7.11.1 The room in which the EPS equipment is located shall not be used for other purposes that are not directly related to the EPS. Parts, tools, and manuals for routine maintenance and repair shall be permitted to be stored in the EPS room.
Findings:
During a tour of the facility and interview with staff, the EPS Enclosure Room, was observed.
Main Hospital:
On 4/18/18 at 4:59 p.m., the EPS Enclosure Room for the 125 kilowatt permanent diesel generator, was observed. Approximately 38, fifty pound plastic bags containing a salt-blend mixture, were stored along side the diesel generator. Upon interview, Staff 1 confirmed the finding.
Tag No.: K0923
Based on observation, the facility failed to maintain oxygen storage. This was evidenced by an oxygen storage room door that did not have the minimal required signage.

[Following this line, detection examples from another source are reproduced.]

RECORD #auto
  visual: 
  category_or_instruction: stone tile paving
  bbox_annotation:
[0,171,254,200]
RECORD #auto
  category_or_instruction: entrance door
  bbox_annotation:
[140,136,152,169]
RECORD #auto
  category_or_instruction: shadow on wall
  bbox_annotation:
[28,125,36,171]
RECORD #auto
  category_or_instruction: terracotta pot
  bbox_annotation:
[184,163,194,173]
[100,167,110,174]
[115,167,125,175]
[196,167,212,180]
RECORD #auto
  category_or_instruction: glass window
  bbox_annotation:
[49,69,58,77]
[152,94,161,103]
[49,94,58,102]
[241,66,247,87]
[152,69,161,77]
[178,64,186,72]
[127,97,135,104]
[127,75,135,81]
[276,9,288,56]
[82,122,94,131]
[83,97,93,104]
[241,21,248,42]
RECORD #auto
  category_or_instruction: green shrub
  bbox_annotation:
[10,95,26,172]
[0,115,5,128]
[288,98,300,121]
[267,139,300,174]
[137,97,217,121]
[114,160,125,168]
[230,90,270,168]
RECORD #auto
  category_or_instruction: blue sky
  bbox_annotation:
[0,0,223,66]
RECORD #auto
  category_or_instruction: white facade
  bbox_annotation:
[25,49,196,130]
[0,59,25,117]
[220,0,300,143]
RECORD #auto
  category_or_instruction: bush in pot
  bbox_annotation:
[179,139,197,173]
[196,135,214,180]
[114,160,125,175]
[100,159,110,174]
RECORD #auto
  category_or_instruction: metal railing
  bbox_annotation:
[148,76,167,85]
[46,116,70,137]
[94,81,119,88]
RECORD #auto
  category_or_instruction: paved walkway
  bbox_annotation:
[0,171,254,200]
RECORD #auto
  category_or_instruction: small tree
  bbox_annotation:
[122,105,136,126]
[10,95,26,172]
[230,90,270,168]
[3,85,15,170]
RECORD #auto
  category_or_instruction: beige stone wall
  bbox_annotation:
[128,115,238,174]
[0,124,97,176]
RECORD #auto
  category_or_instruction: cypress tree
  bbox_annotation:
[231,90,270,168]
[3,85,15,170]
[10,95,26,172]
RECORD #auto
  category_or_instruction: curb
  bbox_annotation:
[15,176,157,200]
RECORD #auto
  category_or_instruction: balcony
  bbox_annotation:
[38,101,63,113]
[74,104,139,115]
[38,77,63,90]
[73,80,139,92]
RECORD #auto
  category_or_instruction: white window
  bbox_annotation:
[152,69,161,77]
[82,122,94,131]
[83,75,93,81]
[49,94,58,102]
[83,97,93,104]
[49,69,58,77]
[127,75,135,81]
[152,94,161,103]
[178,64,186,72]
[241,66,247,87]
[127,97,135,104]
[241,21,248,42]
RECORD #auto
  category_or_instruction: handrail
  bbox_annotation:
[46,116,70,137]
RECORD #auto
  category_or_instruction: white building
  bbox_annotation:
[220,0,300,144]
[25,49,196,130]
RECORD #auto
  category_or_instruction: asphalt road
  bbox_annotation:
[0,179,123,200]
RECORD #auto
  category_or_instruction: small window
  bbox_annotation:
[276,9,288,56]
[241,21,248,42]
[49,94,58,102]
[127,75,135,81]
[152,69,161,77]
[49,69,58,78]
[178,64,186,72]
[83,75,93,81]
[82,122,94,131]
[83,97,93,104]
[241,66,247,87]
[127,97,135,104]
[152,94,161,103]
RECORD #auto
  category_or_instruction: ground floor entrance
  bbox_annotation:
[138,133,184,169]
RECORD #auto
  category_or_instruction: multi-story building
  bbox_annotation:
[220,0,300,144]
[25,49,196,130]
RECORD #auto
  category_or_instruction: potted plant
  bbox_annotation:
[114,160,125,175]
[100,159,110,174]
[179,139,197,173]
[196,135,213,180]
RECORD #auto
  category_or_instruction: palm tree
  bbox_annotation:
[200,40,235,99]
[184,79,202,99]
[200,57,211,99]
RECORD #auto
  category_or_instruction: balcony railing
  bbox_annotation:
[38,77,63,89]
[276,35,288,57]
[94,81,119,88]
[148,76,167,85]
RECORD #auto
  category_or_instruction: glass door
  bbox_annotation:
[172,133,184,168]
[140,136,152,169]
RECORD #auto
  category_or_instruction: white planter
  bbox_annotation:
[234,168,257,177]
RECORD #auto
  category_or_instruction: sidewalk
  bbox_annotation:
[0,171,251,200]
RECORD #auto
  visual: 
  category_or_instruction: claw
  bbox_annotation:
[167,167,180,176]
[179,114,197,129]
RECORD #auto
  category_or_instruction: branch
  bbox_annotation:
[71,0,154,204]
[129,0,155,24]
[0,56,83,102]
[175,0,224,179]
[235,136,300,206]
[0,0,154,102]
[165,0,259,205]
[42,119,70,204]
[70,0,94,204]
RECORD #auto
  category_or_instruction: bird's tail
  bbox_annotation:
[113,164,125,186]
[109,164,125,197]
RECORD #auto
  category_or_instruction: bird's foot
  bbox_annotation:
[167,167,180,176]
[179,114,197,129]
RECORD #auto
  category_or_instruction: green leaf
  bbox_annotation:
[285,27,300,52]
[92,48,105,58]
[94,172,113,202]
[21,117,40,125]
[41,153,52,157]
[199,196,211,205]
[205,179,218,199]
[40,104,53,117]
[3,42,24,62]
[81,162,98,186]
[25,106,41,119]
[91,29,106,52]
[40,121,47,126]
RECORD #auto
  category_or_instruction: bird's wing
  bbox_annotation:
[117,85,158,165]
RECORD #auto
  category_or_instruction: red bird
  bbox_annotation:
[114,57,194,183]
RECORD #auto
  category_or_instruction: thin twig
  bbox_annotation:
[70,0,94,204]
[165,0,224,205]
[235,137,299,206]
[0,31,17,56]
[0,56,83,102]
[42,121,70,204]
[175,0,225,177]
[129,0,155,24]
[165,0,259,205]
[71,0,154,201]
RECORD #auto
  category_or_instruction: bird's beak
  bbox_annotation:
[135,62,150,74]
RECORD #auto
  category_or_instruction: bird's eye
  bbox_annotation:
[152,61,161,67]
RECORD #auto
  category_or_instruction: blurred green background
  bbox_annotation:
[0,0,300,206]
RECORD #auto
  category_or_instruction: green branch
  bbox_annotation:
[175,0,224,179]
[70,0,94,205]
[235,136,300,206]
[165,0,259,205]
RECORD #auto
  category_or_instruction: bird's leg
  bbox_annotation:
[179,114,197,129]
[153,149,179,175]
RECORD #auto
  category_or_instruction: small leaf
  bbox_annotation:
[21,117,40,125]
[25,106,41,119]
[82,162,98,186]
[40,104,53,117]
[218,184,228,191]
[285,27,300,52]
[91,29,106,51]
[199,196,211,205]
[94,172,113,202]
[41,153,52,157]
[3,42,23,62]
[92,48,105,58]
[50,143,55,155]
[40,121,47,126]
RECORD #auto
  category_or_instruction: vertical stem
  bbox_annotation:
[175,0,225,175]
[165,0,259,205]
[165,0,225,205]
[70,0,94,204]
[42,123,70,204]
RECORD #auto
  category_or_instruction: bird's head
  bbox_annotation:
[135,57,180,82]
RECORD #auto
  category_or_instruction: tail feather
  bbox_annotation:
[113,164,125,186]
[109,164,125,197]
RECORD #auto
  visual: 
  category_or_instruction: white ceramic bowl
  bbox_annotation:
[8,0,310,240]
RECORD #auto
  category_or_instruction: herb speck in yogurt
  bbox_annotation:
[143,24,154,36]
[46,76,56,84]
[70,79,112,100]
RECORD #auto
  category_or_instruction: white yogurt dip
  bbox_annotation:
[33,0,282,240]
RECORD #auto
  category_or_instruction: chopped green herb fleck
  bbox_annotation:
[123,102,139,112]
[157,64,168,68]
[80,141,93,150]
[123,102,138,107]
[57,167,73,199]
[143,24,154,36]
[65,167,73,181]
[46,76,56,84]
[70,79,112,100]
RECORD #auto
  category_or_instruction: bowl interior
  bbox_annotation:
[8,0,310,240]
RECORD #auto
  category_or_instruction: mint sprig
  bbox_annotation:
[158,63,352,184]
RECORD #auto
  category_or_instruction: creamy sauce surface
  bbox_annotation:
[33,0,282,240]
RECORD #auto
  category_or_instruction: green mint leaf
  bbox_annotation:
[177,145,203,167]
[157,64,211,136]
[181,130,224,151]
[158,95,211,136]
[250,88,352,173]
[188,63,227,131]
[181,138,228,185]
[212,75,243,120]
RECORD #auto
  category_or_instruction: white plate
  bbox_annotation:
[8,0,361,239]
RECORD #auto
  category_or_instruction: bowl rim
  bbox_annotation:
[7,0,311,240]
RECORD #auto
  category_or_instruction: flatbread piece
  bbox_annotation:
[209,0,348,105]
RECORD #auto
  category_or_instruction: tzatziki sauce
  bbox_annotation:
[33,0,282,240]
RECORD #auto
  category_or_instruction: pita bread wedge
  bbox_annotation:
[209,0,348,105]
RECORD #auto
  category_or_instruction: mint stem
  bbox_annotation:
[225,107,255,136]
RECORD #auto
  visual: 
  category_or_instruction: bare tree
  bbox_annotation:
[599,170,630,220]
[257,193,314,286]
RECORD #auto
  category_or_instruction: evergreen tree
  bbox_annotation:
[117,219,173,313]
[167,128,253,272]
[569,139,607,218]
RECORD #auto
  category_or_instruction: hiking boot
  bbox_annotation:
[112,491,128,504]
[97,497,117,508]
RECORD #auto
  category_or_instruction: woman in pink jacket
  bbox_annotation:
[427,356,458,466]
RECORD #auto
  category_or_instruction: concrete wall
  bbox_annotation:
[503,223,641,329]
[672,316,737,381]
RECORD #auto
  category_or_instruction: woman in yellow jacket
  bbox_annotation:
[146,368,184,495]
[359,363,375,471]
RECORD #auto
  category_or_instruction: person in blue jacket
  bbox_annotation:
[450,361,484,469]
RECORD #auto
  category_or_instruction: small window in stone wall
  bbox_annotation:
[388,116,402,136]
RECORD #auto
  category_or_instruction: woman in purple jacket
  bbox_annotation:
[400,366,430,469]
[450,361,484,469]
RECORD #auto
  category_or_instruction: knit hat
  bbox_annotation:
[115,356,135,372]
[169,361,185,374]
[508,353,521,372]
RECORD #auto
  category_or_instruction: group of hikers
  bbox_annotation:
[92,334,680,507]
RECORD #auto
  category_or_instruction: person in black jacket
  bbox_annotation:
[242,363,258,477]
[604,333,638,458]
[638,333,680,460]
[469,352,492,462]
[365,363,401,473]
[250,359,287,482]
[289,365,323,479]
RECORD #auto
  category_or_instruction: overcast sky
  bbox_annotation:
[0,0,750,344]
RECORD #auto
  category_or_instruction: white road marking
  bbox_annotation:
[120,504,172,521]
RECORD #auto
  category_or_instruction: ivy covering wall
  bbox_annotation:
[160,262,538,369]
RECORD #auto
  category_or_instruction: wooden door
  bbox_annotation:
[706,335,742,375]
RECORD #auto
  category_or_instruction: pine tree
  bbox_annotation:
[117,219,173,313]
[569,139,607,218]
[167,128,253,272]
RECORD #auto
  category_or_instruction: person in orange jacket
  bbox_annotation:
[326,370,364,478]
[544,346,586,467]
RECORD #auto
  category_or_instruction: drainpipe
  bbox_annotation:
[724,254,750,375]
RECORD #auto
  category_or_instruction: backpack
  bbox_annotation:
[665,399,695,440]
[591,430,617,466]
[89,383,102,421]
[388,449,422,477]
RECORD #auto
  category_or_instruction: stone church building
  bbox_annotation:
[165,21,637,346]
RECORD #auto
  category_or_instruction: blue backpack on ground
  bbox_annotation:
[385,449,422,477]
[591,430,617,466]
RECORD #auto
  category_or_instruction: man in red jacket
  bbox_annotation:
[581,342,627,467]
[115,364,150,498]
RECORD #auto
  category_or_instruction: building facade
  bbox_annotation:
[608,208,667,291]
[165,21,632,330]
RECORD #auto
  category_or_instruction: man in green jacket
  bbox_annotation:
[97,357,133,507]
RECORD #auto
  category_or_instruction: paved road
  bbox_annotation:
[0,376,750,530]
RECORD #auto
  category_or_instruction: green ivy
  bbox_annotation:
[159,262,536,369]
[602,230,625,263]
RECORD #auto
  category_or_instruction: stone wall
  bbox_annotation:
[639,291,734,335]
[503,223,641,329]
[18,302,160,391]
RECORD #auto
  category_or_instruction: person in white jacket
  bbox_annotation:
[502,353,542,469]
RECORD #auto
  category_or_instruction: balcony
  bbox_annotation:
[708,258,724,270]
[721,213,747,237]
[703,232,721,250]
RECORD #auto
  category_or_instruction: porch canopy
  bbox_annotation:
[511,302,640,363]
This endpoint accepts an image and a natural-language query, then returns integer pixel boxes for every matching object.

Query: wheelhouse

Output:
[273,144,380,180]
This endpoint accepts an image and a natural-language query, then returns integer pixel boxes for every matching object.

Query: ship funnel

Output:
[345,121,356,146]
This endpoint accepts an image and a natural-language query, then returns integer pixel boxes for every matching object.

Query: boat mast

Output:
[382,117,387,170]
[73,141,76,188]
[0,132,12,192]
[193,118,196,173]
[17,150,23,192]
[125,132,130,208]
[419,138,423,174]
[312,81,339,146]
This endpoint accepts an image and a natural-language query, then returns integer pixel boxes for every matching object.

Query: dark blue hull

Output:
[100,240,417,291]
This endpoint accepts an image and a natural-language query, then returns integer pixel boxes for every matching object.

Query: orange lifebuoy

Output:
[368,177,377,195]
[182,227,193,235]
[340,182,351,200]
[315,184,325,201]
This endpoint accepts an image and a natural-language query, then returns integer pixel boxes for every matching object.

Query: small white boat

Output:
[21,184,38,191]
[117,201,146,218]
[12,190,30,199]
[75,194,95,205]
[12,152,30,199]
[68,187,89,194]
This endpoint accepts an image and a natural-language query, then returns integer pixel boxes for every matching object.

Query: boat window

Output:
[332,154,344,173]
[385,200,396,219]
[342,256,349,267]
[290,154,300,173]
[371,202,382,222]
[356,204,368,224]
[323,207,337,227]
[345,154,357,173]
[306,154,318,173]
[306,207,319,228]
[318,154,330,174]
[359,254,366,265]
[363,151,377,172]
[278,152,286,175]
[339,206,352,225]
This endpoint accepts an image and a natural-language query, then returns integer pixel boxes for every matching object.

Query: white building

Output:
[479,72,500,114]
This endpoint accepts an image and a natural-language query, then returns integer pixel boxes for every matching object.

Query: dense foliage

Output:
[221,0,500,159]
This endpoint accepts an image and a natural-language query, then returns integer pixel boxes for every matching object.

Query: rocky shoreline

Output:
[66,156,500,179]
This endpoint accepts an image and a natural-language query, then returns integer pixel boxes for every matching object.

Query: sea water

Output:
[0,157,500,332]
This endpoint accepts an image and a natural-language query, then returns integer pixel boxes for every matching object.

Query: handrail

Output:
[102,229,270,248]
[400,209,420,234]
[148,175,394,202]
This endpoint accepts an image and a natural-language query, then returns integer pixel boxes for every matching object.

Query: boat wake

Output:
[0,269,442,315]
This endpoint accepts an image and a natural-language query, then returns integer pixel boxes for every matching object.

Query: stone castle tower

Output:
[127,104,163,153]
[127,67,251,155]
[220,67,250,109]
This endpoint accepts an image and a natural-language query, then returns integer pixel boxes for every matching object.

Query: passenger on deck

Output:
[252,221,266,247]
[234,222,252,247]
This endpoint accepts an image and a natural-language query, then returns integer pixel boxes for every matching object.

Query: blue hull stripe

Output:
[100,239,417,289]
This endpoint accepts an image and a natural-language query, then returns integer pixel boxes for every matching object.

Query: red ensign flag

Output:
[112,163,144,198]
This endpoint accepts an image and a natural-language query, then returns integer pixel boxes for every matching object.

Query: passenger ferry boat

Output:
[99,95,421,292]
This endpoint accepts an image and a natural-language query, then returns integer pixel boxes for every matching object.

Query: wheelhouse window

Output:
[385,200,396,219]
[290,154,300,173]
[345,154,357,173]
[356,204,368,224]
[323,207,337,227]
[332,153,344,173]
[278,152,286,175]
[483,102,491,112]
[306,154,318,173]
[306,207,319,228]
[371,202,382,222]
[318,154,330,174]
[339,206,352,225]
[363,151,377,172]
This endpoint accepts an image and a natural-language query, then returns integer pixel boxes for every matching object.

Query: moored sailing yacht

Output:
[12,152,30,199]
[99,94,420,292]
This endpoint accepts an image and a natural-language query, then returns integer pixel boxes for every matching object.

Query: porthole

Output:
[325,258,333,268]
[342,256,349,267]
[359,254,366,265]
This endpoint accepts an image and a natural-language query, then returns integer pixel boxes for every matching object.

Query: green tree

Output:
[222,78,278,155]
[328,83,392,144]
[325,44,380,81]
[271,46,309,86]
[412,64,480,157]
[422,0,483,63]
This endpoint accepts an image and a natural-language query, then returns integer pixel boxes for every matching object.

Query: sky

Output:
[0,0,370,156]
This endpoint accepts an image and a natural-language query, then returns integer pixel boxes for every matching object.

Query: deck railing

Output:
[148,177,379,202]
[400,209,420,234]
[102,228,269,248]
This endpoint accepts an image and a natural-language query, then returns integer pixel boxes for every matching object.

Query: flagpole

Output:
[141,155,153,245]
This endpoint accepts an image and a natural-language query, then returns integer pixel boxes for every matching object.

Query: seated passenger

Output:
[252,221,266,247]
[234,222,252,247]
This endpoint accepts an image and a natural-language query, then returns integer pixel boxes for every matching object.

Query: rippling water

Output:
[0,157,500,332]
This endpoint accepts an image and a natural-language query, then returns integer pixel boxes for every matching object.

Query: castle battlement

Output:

This affected one of four smoke compartments at the Main Hospital, and could result in the unsafe storage of oxygen.
NFPA 99, Health Care Facilities Code, 2012 Edition.
11.3.2.1 Storage locations shall be outdoors in an enclosure or within an enclosed interior space of noncombustible or limited combustible construction, with doors (or gates outdoors) that can be secured against unauthorized entry.
11.3.4 Signs.
11.3.4.1 A precautionary sign, readable from a distance of 1.5 m (5 ft), shall be displayed on each door or gate of the storage room or enclosure.
11.3.4.2 The sign shall include the following wording as a minimum:
CAUTION: OXIDIZING GAS(ES) STORED WITHIN NO SMOKING
Findings:
During a tour of the facility with staff, the oxygen storage was observed.
Main Hospital:
On 4/18/18 at 5:10 p.m., the Inside Oxygen Storage Room, was observed. The room contained approximately 1000 cubic feet of stored oxygen. The room door was not equipped with a No Smoking sign.